Roanoke Times Copyright (c) 1995, Landmark Communications, Inc. DATE: MONDAY, April 9, 1990 TAG: 9004080006 SECTION: EXTRA PAGE: E1 EDITION: METRO SOURCE: TRACIE FELLERS STAFF WRITER DATELINE: LENGTH: Medium
But the veteran actress, who started her acting career after winning the Miss America Pageant in 1955, says performing on stage is her first love.
Since her "Barnaby Jones" days, Meriwether has spent a lot of time on stage - much of it through her affiliation with Theater West, a Los Angeles-based actors' workshop.
This week, Meriwether will take the stage in Radford University's production of "Picnic." The play opens tonight at Porterfield Theatre.
"Picnic," written by William Inge, is the story of a widow's difficulties in bringing up two teen-age daughters in a Midwestern town.
The play won the Pulitzer Prize and the New York Drama Critics Circle Award in 1953. The film version, released in 1955, starred William Holden, Kim Novak and Cliff Robertson.
At a slim and stunning 54, Meriwether's blue eyes, sleek brown hair and effervescence belie her age. She plays Rosemary in "Picnic," which she calls "a wonderful slice of Americana." The character is "an old-maid schoolteacher - my first honest-to-goodness character role," Meriwether said in an interview in Radford on Friday.
"I'm playing close to my own age and close to where I would like to be headed in my career. I would love to play character roles on television. Drunks, derelicts, old-maid schoolteachers, dowdy dumpy housewives, dowdy dumpy secretaries - those are the fun roles. I'm not usually cast that way," she said.
For the past two years, she's played Lily Munster on MCA TV's "The Munsters Today." In the Roanoke area, the nationally syndicated comedy series can be seen on WVTF (Channel 27) Saturdays at 5:30 p.m.
"We start rehearsal on our third year on Monday, the day after I leave" Radford, she said. The show is taped in Los Angeles, where she and her husband, actor Marshall Borden, live.
Meriwether says "The Munsters Today" is the closest she's come to combining what she likes best about television and stage work. Its production schedule allows more rehearsal than many TV shows permit. And it's taped in front of a live audience.
More rehearsal time is one reason Meriwether generally prefers stage to screen. "I love being able to rehearse, which you seldom get a chance to do anytime in television," she said.
Another advantage is performing in front of a different audience every night. "You get immediate reaction. It's an entity. It's a body that's alive and palpable.
"You hear them, you feel them, you sense them. It's all a part of the mixture of the performance, the play."
For Meriwether, television's strong suit is its variety. In "Barnaby Jones," which ran on CBS from 1973 to 1980, "I played the same character for eight years, but each week, there was a different story line."
Meriwether played Betty, the daughter-in-law and aide to detective Barnaby Jones, played by Buddy Ebsen.

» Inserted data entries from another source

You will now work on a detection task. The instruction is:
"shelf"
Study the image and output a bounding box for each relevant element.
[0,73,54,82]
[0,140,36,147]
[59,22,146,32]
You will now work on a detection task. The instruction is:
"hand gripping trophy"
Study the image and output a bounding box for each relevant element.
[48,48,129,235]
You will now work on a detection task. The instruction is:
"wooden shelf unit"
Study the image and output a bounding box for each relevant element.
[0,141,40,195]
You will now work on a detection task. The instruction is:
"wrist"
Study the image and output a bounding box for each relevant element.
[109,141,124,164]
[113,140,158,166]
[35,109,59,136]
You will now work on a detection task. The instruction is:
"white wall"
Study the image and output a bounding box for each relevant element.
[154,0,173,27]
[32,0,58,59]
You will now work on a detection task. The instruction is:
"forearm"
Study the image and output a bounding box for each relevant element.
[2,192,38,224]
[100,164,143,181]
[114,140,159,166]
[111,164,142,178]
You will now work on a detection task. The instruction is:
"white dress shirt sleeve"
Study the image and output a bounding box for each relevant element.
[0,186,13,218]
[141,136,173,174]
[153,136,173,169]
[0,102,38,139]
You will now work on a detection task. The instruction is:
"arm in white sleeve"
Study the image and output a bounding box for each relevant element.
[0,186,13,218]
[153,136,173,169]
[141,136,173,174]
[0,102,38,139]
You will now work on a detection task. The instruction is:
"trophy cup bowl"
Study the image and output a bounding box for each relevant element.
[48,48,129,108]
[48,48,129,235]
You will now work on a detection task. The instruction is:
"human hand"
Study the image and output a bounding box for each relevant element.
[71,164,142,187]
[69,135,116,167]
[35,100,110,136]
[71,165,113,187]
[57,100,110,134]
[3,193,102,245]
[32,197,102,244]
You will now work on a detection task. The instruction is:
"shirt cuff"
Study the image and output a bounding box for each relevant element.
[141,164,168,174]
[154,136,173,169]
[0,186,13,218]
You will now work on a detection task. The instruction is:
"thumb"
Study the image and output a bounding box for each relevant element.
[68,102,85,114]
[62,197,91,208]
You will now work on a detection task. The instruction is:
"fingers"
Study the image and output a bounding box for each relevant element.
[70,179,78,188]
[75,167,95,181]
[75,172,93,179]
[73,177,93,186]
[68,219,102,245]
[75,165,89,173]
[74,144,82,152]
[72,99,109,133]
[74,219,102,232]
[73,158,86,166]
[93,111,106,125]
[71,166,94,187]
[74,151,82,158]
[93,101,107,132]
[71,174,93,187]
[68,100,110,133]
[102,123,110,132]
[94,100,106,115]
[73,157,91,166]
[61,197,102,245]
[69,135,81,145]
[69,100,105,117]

Working with Ebsen was "the best," she added. "I met him and knew immediately that we would have a wonderful rapport, on screen and off. He's just incredible. The energy of the man - he could make a fortune if he bottled it."
Meriwether, who also has had a successful career in films, said she's been lucky in her professional relationships with fellow actors, including Rock Hudson, Andy Griffith and John Wayne. "I hear horror stories from actors who have worked with other people. Time after time after time, I've had good luck."
Perhaps the most challenging role of her career thus far was that of Catwoman in the first film version of "Batman," released in 1966 and based on the popular TV series of that time. The film starred Adam West and Burt Ward as Batman and Robin, and Burgess Meredith and Cesar Romero as the Penguin and the Joker.
Julie Newmar, who had played Catwoman in the "Batman" TV series, was unable to be in the movie. Meriwether said she got the part by doing her "impression of a female feline. I did all the things my cat did over the years - I purred and I licked my hand." They cast her virtually on the spot.
"I . . . was thrown in the costume and thrown on the set. It was so fast, and no time to prepare, and acting by the seat of my pants - which I couldn't sit down in," she said, referring to her costume. "Those pants were tight. I mean tight."
The Catwoman costume was fashioned of "early Lycra with these metallic threads. They say it's tighter than your skin - well, your skin you can sit down in."